# Nozzle selection help pls



## schmendog (Jul 26, 2021)

I've been reading the irrigation tutorials, but can't seem to find an answer to this question.

If I have a small square layout with 4 corner heads and 1 head in the center of the yard (all equally spaced apart), and determined that I need a 4.0 gpm nozzle for my 360* head in the center of the yard, would that mean that my 4 heads in the corners (90* rotation on each) would require a 1.0 gpm nozzle?


----------



## g-man (Jun 15, 2017)

Yes. 4:2:1 ratio for 360, 180, 90 degrees.


----------



## schmendog (Jul 26, 2021)

Thanks @g-man

Another question. My system can support 11 GPM (I tested the flow at the spigot which is coming off the supply side of my well pump, with a 5 gallon bucket and a 2 foot length of hose).

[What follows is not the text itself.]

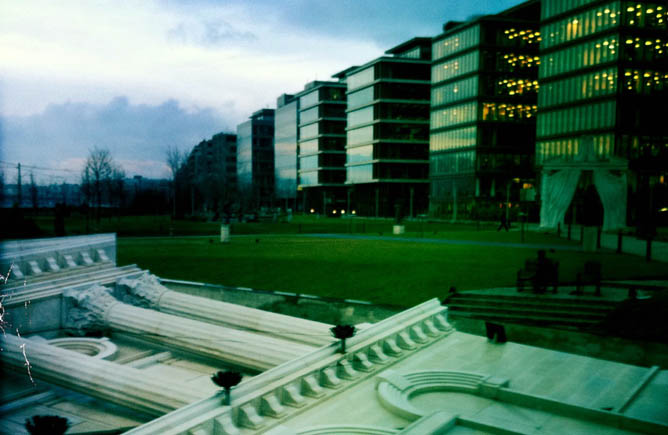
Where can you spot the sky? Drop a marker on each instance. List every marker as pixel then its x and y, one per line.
pixel 139 76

I have two zones with six heads in each zone. Combined (12 heads whose total nozzle gpm is 10.0 gpm) will only run 10 GPM. Is it wise to run both zones at the same time?


----------



## bernstem (Jan 16, 2018)

You can run both zones at the same time if you have the flow and pressure to support it. Some controllers, though, may have issues activating both valves if wired together. As far as I know, it should not harm the valves or plumbing assuming that the supply pipes will support the flow rate without velocity problems.


----------